Colin stood up politely as I entered and ushered me to a plush seating area across from his desk. The intern’s almost imperceptible lift of eyebrows was met with a small shake of his head. Refreshments were not to be offered. I was to say my piece quickly and leave.
“This is a rare pleasure,” he said, smiling and oozing bonhomie. His veneers made his teeth look four times their normal size. “To see such a beautiful woman in my office.” The intern smirked a farewell and walked out, closing the door sharply behind him. No doubt he’d heard this hooey many times before. “To what do I owe this honor?”
I opted to speak bluntly. “I am here about Anna Monroe,” I said, watching for his reaction.
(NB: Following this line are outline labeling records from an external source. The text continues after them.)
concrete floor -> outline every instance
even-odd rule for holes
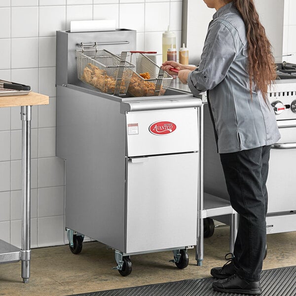
[[[0,296],[61,296],[209,277],[212,267],[226,262],[229,232],[229,226],[220,226],[205,239],[202,266],[196,265],[194,249],[188,250],[189,265],[182,270],[169,262],[171,251],[135,255],[131,257],[133,271],[125,277],[111,269],[116,265],[113,251],[97,242],[84,243],[78,255],[68,245],[33,249],[28,284],[22,282],[20,262],[0,265]],[[296,232],[267,235],[263,269],[296,265]]]

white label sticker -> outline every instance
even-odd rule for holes
[[[273,225],[266,225],[266,233],[272,233],[273,232]]]
[[[128,135],[138,135],[139,134],[139,126],[138,123],[128,123],[127,125]]]

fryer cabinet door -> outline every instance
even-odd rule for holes
[[[130,112],[126,122],[128,156],[198,150],[197,108]]]
[[[195,245],[198,153],[129,158],[126,253]]]

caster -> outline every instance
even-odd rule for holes
[[[175,261],[175,264],[178,268],[183,269],[188,266],[189,263],[189,256],[185,250],[180,250],[180,254],[181,256],[179,261],[178,262]]]
[[[122,257],[123,264],[121,270],[118,269],[118,272],[122,276],[127,276],[132,272],[132,262],[129,257],[125,256]]]
[[[214,234],[215,225],[211,218],[204,219],[204,237],[211,237]]]
[[[73,235],[73,247],[71,247],[69,243],[69,248],[70,251],[74,254],[79,254],[82,250],[82,242],[83,241],[83,237],[81,235]]]

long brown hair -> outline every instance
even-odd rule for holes
[[[228,1],[227,1],[228,2]],[[253,80],[256,90],[260,90],[265,103],[267,89],[276,77],[271,45],[260,21],[253,0],[233,0],[246,26],[248,39],[248,71],[252,97]]]

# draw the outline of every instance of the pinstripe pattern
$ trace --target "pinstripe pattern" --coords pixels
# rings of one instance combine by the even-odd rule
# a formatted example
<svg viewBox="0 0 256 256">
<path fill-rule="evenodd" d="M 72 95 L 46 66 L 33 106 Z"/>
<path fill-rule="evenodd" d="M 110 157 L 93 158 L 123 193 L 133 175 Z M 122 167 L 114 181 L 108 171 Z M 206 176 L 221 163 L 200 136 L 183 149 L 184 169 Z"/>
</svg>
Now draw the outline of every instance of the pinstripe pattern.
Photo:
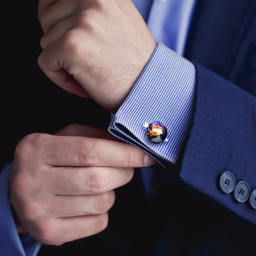
<svg viewBox="0 0 256 256">
<path fill-rule="evenodd" d="M 152 152 L 153 156 L 175 163 L 193 113 L 195 74 L 191 62 L 158 44 L 127 98 L 112 114 L 110 132 L 113 134 L 111 129 L 115 130 L 135 142 L 135 145 Z M 166 125 L 168 142 L 155 144 L 147 140 L 142 124 L 154 121 Z M 126 134 L 117 124 L 137 139 Z"/>
</svg>

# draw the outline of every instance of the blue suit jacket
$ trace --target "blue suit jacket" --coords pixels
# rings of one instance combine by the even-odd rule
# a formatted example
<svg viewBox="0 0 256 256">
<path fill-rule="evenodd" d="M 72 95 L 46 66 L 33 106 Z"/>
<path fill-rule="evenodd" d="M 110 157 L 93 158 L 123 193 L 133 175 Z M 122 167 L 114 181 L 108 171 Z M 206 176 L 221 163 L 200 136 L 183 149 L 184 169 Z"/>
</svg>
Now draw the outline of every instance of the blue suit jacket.
<svg viewBox="0 0 256 256">
<path fill-rule="evenodd" d="M 154 207 L 135 172 L 130 183 L 116 190 L 106 230 L 60 246 L 43 245 L 39 256 L 255 252 L 256 211 L 248 200 L 239 203 L 233 193 L 222 192 L 219 183 L 232 155 L 229 170 L 236 181 L 242 175 L 251 189 L 256 187 L 256 1 L 198 0 L 185 57 L 197 70 L 193 123 L 177 166 L 167 172 L 154 167 L 164 179 Z M 72 100 L 77 106 L 80 102 L 60 92 L 71 103 L 65 121 L 58 120 L 63 126 L 68 113 L 79 109 L 72 111 Z M 82 123 L 83 113 L 76 119 L 73 115 L 70 123 Z M 101 121 L 107 125 L 106 116 Z"/>
</svg>

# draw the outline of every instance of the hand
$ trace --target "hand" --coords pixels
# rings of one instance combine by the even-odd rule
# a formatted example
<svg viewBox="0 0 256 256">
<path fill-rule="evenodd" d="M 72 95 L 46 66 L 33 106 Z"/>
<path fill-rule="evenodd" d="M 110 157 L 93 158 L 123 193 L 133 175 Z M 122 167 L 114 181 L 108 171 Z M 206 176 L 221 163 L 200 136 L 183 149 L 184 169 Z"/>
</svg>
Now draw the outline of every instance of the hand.
<svg viewBox="0 0 256 256">
<path fill-rule="evenodd" d="M 39 0 L 38 16 L 45 34 L 38 62 L 46 75 L 117 110 L 156 45 L 131 1 Z"/>
<path fill-rule="evenodd" d="M 55 245 L 104 229 L 113 189 L 130 181 L 134 167 L 155 163 L 132 145 L 104 139 L 114 137 L 106 131 L 73 125 L 57 135 L 35 133 L 22 140 L 10 184 L 18 228 Z"/>
</svg>

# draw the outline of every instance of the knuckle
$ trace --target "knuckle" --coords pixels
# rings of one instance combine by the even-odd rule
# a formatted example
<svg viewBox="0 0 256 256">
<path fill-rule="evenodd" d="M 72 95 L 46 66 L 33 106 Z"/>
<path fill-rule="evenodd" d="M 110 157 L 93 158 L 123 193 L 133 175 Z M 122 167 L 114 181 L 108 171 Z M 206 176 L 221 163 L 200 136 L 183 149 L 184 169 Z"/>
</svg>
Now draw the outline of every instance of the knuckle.
<svg viewBox="0 0 256 256">
<path fill-rule="evenodd" d="M 46 44 L 46 37 L 45 35 L 43 35 L 40 39 L 40 46 L 41 48 L 43 50 L 44 50 L 46 48 L 47 45 Z"/>
<path fill-rule="evenodd" d="M 39 23 L 41 25 L 43 30 L 45 33 L 50 28 L 48 24 L 48 21 L 49 20 L 48 15 L 48 9 L 47 9 L 40 15 L 39 14 L 38 15 Z"/>
<path fill-rule="evenodd" d="M 109 210 L 114 203 L 113 195 L 111 191 L 110 193 L 106 192 L 103 193 L 96 197 L 95 205 L 97 211 L 99 212 L 103 213 Z"/>
<path fill-rule="evenodd" d="M 38 227 L 37 240 L 41 243 L 49 245 L 60 245 L 63 243 L 58 239 L 57 233 L 51 227 L 54 226 L 52 223 L 47 224 L 43 222 Z"/>
<path fill-rule="evenodd" d="M 125 157 L 125 159 L 127 162 L 125 165 L 126 164 L 127 167 L 133 166 L 136 159 L 135 152 L 133 150 L 128 150 L 126 151 L 126 157 Z"/>
<path fill-rule="evenodd" d="M 87 10 L 81 12 L 78 14 L 78 26 L 82 29 L 84 32 L 90 34 L 94 31 L 95 27 L 94 24 L 95 13 L 90 10 Z"/>
<path fill-rule="evenodd" d="M 36 208 L 31 204 L 26 203 L 23 206 L 22 212 L 24 218 L 27 220 L 33 220 L 37 218 L 38 214 Z"/>
<path fill-rule="evenodd" d="M 78 157 L 80 164 L 86 166 L 94 166 L 97 165 L 99 159 L 98 151 L 95 143 L 90 140 L 81 145 L 81 148 L 78 150 Z"/>
<path fill-rule="evenodd" d="M 77 37 L 76 30 L 69 30 L 60 39 L 60 44 L 64 51 L 74 56 L 79 56 L 80 48 L 80 40 Z"/>
<path fill-rule="evenodd" d="M 92 194 L 104 192 L 107 189 L 108 178 L 103 174 L 94 168 L 89 172 L 88 180 L 89 189 Z"/>
<path fill-rule="evenodd" d="M 96 224 L 95 229 L 97 233 L 104 230 L 108 226 L 108 215 L 107 213 L 102 215 Z"/>
</svg>

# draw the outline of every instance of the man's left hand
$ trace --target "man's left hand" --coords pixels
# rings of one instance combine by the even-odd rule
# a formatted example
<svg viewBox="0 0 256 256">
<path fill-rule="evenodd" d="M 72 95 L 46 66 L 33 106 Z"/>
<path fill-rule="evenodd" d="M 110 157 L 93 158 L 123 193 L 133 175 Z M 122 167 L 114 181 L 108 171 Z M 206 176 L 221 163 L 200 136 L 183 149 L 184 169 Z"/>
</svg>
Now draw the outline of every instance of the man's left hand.
<svg viewBox="0 0 256 256">
<path fill-rule="evenodd" d="M 45 35 L 38 62 L 46 74 L 117 110 L 156 45 L 131 0 L 39 0 L 38 16 Z"/>
</svg>

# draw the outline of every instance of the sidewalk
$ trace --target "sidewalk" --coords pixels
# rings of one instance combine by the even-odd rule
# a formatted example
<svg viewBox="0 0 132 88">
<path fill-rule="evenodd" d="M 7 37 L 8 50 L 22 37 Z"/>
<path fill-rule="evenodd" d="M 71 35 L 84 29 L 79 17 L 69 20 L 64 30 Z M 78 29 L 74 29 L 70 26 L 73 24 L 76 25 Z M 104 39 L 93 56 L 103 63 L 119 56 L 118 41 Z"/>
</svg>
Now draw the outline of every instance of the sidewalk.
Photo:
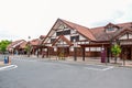
<svg viewBox="0 0 132 88">
<path fill-rule="evenodd" d="M 0 67 L 4 66 L 4 63 L 3 62 L 0 62 Z"/>
<path fill-rule="evenodd" d="M 51 59 L 51 61 L 64 61 L 64 62 L 67 62 L 67 63 L 82 63 L 82 64 L 108 65 L 108 66 L 132 68 L 132 61 L 125 61 L 125 65 L 123 65 L 123 61 L 121 61 L 121 59 L 118 59 L 117 64 L 114 64 L 113 59 L 110 59 L 110 63 L 101 63 L 100 57 L 86 57 L 85 62 L 82 61 L 82 57 L 77 57 L 77 61 L 75 62 L 73 56 L 65 57 L 65 59 L 59 59 L 56 56 L 51 56 L 50 58 L 47 58 L 47 57 L 42 58 L 41 56 L 36 57 L 36 56 L 33 56 L 33 55 L 30 56 L 30 57 L 28 57 L 26 55 L 25 56 L 19 56 L 19 55 L 15 56 L 14 55 L 14 56 L 11 56 L 11 57 L 15 57 L 15 58 L 26 57 L 26 58 L 35 58 L 35 59 L 40 58 L 40 59 Z"/>
</svg>

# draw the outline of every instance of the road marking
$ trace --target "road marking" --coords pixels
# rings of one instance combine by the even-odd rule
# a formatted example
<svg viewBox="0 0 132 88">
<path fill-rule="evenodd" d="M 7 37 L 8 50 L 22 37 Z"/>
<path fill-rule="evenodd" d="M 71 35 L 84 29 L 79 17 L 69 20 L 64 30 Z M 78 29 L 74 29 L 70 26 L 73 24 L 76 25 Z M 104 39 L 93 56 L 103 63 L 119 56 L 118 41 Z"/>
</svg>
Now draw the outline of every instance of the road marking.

Nothing hostile in my demeanor, just a look of innocent, wide-eyed curiosity.
“Anna Monroe,” he repeated. “You’re not—tell me you’re not the young woman who found her body that terrible day? I hadn’t connected the name.”
“I’m afraid I am. That’s why I’m here. The suspicion in this kind of case—well, you can imagine. It sort of spreads. In addition to losing a friend and neighbor, I’ve got the police looking very closely at me. It’s most uncomfortable.”
“I can see why it would be. I don’t, however, see how I can help you with that. Just answer all their questions. They’ll go away eventually once they see they’re wasting time talking to you.”
“That isn’t always how it works back in my country.”
“Well, it’s how it works here, I do assure you.”
Before he could add “now if there’s nothing else, I’m terribly busy,” I said, “As I mentioned, I was a friend of Anna’s. She confided in me, you see.” This was a slight exaggeration, to say the least, but it worked. He got very, very still, his expression frozen, and the look on his face was one of polite inquiry. But I thought I could smell fear beneath his citrusy aftershave.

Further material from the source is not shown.